Tuesday, October 25, 2022

Testamento

 Lego a você as dívidas, as incertezas, o remorso, projetos inacabados, o vício nos cigarros, a insônia, amores quebrados, discos não gravados, solidão, depressão, enjôos inexplicados, mas não o medo. Não o desespero. 

Lego a você o amor dos que te amam, o futuro possível, a vontade de mudar, a família que te quer inteiro, a estrada , a jornada e o pulo libertador que só EU posso dar.

Nunca fui tão livre, nunca tão só. O  toque, a voz e a calma dela me guiaram. Seu exemplo de superação me inspira. Eu respiro, eu vivo, eu mereço ser feliz agora que sou pleno. 

Salvador chora lágrimas de chuva, que lavam as minhas. A vida segue seu curso em direção do amanhã.
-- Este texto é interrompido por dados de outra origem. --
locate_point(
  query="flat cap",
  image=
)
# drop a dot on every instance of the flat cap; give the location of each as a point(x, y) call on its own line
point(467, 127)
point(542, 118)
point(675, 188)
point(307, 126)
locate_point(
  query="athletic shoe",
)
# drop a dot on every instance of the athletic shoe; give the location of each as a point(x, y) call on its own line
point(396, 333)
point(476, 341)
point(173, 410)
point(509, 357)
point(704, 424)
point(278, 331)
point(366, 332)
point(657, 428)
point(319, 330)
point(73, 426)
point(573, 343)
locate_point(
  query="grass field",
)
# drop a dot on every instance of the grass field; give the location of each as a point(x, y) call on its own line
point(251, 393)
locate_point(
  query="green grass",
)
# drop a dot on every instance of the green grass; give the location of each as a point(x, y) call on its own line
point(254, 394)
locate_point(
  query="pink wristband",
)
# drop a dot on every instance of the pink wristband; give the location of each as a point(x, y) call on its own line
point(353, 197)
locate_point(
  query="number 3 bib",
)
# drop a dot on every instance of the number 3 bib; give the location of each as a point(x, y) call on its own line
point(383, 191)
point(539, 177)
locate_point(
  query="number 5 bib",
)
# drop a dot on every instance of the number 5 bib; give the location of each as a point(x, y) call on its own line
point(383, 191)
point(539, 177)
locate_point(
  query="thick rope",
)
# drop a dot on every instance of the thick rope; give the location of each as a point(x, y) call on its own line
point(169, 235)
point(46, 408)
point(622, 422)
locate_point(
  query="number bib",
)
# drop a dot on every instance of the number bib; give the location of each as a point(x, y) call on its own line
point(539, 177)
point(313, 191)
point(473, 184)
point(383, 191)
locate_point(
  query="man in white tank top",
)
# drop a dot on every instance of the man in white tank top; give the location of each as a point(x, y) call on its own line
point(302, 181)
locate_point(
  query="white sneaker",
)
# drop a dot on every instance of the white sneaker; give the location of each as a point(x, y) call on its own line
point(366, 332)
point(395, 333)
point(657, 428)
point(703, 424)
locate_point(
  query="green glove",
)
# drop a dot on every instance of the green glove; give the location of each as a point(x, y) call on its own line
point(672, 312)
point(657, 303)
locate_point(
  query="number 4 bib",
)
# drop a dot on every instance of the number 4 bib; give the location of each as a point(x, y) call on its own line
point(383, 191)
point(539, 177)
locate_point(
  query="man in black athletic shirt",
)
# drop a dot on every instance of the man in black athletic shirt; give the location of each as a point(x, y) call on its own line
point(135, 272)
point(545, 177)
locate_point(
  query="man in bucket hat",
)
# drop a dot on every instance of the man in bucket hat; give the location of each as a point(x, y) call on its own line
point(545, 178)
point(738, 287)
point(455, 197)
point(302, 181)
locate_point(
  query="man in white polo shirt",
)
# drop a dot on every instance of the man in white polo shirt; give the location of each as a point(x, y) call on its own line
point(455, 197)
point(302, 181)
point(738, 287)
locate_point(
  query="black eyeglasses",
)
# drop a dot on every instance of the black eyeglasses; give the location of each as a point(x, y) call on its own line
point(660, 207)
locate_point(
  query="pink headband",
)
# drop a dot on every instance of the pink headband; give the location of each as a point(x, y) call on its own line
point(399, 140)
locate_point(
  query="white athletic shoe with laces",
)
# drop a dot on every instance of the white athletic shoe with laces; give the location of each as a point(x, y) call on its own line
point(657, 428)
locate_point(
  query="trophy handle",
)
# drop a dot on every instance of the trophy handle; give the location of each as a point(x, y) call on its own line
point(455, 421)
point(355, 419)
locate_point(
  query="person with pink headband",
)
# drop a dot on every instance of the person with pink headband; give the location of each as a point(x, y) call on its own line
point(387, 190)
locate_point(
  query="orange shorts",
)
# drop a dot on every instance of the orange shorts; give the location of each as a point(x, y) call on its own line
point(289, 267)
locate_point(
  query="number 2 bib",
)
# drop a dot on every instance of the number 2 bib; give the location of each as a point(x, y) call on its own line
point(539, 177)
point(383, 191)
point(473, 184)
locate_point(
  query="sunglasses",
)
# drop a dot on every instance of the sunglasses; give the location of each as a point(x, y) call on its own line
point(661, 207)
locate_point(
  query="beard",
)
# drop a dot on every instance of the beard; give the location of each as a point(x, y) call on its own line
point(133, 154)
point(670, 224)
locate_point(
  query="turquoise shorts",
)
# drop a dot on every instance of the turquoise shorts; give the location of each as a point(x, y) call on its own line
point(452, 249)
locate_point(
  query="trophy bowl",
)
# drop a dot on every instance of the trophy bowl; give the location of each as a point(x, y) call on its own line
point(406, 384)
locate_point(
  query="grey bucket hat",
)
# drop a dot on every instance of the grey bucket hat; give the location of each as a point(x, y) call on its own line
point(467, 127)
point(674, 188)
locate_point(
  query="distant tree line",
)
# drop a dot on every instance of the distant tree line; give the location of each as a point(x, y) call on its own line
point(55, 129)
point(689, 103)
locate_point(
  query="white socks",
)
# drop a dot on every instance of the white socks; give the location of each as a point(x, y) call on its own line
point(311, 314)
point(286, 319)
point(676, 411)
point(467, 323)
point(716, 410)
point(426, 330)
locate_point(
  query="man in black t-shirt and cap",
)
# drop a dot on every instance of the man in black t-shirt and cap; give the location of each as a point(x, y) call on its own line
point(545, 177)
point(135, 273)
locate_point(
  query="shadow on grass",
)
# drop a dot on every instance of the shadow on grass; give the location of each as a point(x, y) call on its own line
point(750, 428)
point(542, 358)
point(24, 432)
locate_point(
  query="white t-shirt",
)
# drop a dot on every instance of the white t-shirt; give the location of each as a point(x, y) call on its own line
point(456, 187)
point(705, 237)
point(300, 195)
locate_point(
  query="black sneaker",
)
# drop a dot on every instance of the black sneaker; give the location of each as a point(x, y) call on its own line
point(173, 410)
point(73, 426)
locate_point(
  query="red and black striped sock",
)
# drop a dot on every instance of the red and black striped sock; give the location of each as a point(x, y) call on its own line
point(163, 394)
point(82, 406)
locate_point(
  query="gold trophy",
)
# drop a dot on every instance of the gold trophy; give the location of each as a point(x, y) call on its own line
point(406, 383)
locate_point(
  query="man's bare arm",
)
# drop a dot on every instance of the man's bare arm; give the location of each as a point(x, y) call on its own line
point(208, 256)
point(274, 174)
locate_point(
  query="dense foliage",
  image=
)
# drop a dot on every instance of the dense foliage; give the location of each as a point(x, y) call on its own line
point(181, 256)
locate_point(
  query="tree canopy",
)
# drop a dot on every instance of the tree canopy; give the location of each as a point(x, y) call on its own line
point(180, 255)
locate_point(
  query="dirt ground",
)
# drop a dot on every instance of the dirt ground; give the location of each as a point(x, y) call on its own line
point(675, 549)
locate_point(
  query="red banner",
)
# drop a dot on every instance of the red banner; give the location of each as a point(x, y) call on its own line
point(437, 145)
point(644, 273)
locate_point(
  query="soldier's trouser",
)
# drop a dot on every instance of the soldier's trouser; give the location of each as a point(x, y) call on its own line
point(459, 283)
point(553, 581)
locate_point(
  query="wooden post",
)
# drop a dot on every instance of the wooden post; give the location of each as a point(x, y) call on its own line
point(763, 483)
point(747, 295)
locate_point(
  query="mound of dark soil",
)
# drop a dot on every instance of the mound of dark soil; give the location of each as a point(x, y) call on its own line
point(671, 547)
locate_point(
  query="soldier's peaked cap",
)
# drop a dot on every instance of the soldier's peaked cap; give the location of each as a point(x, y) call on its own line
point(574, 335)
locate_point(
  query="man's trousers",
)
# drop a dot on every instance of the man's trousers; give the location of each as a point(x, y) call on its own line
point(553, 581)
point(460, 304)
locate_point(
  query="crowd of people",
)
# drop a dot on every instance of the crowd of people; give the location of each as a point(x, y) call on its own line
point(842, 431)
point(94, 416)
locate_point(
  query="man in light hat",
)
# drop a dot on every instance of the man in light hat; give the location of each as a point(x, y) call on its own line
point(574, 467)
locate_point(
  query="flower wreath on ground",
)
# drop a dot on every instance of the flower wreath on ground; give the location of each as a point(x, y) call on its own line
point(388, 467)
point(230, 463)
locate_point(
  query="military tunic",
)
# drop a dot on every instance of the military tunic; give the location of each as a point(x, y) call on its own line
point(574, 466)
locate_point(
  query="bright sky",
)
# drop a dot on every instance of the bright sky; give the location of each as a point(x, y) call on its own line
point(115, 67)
Em breve a despedida final, a parte dela que resta se torna cinza, a parte que habita em mim se solidifica e ganha cores. A promessa da batalha vindoura, o fim dos embargos, a quebra dos paradigmas.

Agora o testamento se torna diário de bordo, o veleiro singra mares desconhecidos. Tenho SIM uma bússola. Já não há o porto seguro e quentinho que ela montou pra nós. Mas também já não tenho amarras que me prendam. Que venham as tempestades! Já faz tempo que sinto falta dos desafios, das ambições e planos. De que vale viver sem sonhar e lutar por esses sonhos?

A partida não vem cedo, nem tarde demais, ela vem apenas. 

Sinto muito.

Me perdoe.

Te amo.

Sou grato.


Saturday, July 24, 2021

Silêncio e Música

 As noites insones, que passam por mim

Molhadas e frias com gosto nenhum

São tolas memórias, cigarros e afins


São sinais de tempos perdidos

Esperando a musa que nunca virá

Em meio ao silêncio gritando aturdido


Já passam das duas em algum lugar

Já passou da hora, já passou a rua, vai passando a lua, e eu ainda luto, e eu ainda quero ver você entrar. 

Dando a mesma desculpa, 

meu amar é insone como o silêncio e música.

Meia noite de Iemanjá

 Cair da meia noite, meu pincel à se assustar.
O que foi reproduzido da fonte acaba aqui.